Another sign states the rules all visitors must follow. Apparently we must position ourselves so that the dominant male can see us at all times. It is important that the silverback knows where we are so we must remain with the group. If we are subjected to a mock charge we mustn’t back off. However tempting it might be to hightail it back down the mountain we must stay where we are, crouching submissively. I reckon if we can stand our ground, the submissive posture should follow fairly naturally.

I look around. No-one else seems to have arrived yet. All the people here are from the camp-site at the foot of the mountain. We’d passed a small lodge by the track on the way up. If there’s anyone staying there there’ll certainly be no chance of us joining a group today. And we can’t afford to lose another day waiting.

Around quarter past eight we notice three more people climbing up the track. Looks like we’re going to be out of luck.

When they arrive, however, it turns out that only one of them is actually joining a trek. The other two went up yesterday and have just come along for walk as far as the rangers’ hut.

We set off at 8.30 along a track leading at first up past cultivated plots. Soon we reach the forest. We are accompanied by two trackers, one with a machete and one with a rifle. I can’t help feeling that the rifle is of psychological value more than anything else. With an earning power of $600 dollars a day, I reckon a gorilla is much more valuable to the Zaire economy than we are, and if one attacks us they aren’t going to use a rifle against it. Mind you, I suppose there are other animals around in the forest.

For the first ten minutes in the forest we are following a narrow track through the trees. Then we turn off, the man with the machete leading and cutting a path for us through the dripping undergrowth. We are soon soaking wet, muddy and scratched.

After three-quarters of an hour we get to the area in which the family we are tracking was seen yesterday. After a moment’s hesitation the tracker points ahead. We continue. The tracker indicates gorilla dung on the forest floor.

Another fifteen minutes and we come across the nests the family had used last night.

Ten minutes later we cut our way into a small clearing. I notice a small, furry wet bundle on the ground, like a discarded scrap of black fur. It moves and a pair of dark eyes look up at me. It is a young gorilla.

Then the leading tracker waves us down and points just ahead of us. Then about twelve feet in front of us a large head lifts from the ground — the silverback. The big male observes our approach then returns to his rest. Rugabo is a magnificent animal, about 25 years old.

The ranger edges cautiously forward and beckons us to follow and squat down. We are within six feet of the silverback. From time to time he looks up and stares disconcertingly straight into my eyes.

We sit with Rugabo for about 40 minutes. There are females and young around, a couple of them crawling about in the trees. A sub-adult comes over and starts to groom the silverback. he enjoys this for a few minutes then stretches, stands and stretches again, then turns and ambles off. At the edge of the clearing he turns towards us, stands erect, beats his chest and disappears from view.

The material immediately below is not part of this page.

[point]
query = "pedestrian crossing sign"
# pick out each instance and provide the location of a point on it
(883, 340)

We move further into the clearing, the family all around us. We sit for quite a while with a mother and three young. One of them approaches to within a foot as if about to touch one of us, then turns and somersaults back to his mother.

Young males play around us. The mother picks at an occasional shoot and nibbles at it delicately.

After a while Jason asks the tracker if we can follow the silverback for a last look before we return. He leads us across the clearing to the point at which we’d last seen the big male. It isn’t difficult to track him and we soon find him deep in dense undergrowth, feeding. He allows us to approach and watch for a while.

After too short a time the chief tracker beckons us back and we move away, walking slowly backwards as if leaving the presence of a great king.

We spent about one-and-a-quarter hours with the gorilla family — one of the most incredible experience of my life, and one that will always be with me. Then we walk back down the mountain, trying to think of some adequate comments for the visitor’s book in the guide’s hut.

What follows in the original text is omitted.